A publication of the Archaeological Institute of America
Celebrating our 125th anniversary
In 1879, Thomas Edison invented the incandescent electric light bulb. That same year, Harvard professor Charles Eliot Norton had a light-bulb moment of his own and "invented" the Archaeological Institute of America (AIA). Norton expressed his vision for the fledgling organization in a letter to British art critic John Ruskin: "I have been occupied of late in getting up an Archaeological Society, in the hope of encouraging classical studies--Greek studies I mean; and of training some of our College-bred boys to take part in investigations in Greek regions, & regions farther east."
On May 10 of that year, Norton met with a small group of Bostonian intellectual luminaries--Harvard president Charles W. Eliot, marine zoologist Alexander Agassiz, lawyer Francis E. Parker, art historian Charles Perkins, classical scholar William Goodwin, historian of the American West Francis Parkman, and archaeologist Frederic Ward Putnam, curator of Harvard's Peabody Museum--to determine the future course of the new learned society. Almost immediately, the founders of the AIA argued about the scope of the new institute. To some, such as Parker, only the edifying ruins of classical civilization were worthy of study; to others, such as Putnam and Parkman, archaeology opened up a much larger world of human endeavor, encompassing the accomplishments of New World peoples as well as the Old. Norton was publicly diplomatic but privately remarked in a letter, dated July 26, 1880, to the British historian Thomas Carlyle: "I don't care much for our American Archaeology (though as president of the society I must say this under my breath).... My interest in this new Archaeological Institute of ours springs from the confidence that it may do something to promote Greek studies among us."

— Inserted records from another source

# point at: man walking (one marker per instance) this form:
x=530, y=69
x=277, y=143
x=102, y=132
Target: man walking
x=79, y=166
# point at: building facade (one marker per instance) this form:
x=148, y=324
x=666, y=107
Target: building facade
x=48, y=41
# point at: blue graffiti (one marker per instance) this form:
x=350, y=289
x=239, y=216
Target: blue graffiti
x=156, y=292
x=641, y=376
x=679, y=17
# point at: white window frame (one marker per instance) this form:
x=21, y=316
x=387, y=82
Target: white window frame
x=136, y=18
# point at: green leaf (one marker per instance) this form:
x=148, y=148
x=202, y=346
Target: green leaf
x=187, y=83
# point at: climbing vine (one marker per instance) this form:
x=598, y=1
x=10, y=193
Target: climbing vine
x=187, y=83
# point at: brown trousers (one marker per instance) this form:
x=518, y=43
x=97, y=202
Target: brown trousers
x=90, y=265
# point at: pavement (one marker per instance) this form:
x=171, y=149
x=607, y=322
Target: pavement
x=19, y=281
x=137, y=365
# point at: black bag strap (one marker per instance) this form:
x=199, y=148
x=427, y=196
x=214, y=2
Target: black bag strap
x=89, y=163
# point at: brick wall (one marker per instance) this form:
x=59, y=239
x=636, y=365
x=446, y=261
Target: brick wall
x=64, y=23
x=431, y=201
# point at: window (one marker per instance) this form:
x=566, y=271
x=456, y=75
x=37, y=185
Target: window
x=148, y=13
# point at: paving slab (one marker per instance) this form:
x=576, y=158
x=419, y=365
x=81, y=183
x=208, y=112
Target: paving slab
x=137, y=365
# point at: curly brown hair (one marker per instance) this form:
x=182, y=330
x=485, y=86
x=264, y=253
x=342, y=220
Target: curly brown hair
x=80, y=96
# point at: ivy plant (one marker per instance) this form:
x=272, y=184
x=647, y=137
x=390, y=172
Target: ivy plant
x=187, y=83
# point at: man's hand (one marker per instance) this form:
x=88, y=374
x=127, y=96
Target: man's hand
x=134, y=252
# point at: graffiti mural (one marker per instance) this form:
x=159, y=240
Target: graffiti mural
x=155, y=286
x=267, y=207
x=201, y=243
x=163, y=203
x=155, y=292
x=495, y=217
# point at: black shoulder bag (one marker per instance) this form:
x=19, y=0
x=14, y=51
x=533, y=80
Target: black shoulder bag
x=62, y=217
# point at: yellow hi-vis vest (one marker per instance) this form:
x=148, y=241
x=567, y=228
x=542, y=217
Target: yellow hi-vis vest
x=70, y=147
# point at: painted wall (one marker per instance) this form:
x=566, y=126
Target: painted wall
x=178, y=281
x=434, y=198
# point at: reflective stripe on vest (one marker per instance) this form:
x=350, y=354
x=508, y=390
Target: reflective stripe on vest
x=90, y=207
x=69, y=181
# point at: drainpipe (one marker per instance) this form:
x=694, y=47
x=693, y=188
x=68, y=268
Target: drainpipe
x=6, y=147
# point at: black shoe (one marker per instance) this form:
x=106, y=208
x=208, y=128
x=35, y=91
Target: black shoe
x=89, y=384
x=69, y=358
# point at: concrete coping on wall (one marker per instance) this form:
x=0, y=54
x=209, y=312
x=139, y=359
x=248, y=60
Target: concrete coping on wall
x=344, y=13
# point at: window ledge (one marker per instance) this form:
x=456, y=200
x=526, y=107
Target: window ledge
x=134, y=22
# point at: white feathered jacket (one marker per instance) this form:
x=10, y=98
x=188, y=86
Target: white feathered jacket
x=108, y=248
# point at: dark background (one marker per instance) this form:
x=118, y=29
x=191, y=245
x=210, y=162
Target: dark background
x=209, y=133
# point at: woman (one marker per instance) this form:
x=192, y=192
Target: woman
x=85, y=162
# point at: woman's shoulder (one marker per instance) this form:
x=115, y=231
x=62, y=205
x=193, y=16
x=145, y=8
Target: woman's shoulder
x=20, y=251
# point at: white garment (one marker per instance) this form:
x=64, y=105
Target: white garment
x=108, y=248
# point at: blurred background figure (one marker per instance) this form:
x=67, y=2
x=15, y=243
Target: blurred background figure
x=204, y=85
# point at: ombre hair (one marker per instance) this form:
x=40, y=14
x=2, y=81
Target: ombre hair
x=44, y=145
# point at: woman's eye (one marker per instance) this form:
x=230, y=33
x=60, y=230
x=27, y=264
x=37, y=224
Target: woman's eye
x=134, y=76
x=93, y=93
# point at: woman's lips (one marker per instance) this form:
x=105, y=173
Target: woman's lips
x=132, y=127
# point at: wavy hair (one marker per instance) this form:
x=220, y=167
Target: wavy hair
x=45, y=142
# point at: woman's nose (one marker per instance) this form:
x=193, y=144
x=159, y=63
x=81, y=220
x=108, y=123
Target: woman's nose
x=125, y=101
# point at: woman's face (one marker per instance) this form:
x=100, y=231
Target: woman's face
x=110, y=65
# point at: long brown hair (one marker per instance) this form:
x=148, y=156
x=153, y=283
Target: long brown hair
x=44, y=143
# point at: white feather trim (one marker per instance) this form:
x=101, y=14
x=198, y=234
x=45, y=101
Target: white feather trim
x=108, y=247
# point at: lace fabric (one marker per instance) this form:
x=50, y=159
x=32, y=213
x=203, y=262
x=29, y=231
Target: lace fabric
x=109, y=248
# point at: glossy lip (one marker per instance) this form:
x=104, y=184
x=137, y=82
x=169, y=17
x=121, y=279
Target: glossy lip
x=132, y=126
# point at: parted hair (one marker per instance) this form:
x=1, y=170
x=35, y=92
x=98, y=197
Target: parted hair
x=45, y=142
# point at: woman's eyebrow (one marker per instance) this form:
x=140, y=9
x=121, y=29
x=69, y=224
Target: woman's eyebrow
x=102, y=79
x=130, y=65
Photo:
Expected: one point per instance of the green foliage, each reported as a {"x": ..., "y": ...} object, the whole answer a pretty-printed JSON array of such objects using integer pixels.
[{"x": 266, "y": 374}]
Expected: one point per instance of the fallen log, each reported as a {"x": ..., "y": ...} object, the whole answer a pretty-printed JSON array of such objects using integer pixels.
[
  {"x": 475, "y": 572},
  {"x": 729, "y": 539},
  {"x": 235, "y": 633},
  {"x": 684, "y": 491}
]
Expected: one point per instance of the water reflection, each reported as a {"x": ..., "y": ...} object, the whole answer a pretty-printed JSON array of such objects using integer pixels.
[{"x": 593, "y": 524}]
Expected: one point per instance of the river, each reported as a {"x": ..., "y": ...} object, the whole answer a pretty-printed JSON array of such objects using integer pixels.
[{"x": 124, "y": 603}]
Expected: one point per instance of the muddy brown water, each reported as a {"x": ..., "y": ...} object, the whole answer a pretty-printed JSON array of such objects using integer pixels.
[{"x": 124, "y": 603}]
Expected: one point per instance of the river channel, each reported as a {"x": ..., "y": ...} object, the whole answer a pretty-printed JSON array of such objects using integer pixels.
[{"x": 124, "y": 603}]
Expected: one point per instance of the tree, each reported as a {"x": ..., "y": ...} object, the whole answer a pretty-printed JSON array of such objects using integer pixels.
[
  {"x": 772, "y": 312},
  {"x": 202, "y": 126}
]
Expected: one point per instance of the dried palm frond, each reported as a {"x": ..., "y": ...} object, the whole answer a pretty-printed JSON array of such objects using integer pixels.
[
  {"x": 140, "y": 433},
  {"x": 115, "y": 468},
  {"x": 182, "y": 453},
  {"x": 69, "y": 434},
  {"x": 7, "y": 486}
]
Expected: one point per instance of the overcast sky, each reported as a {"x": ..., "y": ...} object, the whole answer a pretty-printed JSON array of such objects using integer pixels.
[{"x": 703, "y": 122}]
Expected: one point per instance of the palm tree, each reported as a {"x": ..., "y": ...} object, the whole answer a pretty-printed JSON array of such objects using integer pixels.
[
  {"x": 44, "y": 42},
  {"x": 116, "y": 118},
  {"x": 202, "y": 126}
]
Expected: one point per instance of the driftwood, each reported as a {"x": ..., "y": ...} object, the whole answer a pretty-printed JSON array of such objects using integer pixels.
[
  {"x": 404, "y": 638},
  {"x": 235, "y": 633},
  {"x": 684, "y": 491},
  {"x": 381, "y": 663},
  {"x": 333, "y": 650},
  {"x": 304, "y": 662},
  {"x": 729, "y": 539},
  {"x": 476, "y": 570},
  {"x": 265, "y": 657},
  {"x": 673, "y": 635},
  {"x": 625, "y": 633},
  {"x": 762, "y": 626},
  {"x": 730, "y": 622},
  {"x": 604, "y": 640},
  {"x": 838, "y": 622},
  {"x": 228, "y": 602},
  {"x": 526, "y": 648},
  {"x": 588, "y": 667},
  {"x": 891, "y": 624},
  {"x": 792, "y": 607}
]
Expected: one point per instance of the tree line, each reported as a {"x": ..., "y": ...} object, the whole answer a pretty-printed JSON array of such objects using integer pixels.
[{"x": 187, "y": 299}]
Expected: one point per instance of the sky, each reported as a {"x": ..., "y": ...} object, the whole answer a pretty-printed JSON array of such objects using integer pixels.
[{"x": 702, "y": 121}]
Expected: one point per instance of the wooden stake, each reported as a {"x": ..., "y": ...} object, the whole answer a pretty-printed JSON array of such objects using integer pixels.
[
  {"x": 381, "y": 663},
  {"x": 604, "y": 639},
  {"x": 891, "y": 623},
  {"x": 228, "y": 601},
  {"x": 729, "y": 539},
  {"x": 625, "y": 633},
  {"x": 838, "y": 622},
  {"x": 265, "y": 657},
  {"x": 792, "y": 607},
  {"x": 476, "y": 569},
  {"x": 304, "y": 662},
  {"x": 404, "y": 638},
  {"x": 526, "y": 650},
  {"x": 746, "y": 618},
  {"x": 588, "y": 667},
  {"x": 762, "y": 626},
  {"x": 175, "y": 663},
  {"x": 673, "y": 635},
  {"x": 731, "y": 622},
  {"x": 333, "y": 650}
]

Despite this conflict of attitudes, the AIA, in its early days, sponsored excavations not only at Assos in Turkey, but also at Pecos, New Mexico. The original division is, however, still with us. The scholarly programs of the AIA--the annual meeting, fellowships, and American Journal of Archaeology--focus primarily on ancient Mediterranean cultures, though they cover a much broader chronological and geographic range than the Institute's founders could have imagined; while programs designed for the public, such as the national lecture program, and, above all, ARCHAEOLOGY, cast a much wider net, making accessible the latest archaeological news and research worldwide.
Much of the original structure of the AIA established by Norton and his colleagues is still in place 125 years later, though on a much larger scale. In true democratic fashion, from the very beginning the AIA was open to anyone who was fascinated by the past. Today, from the original single chapter in Boston, the AIA has grown to more than 100 local societies in the U.S., Canada, and Athens, Greece. That first handful of members has become a group of nearly 9,000 and includes not only scholars, professors, and students but people from all walks of life, united by a shared passion for archaeology and what it can teach us about human history.
Jane C. Waldbaum is the president of the Archaeological Institute of America.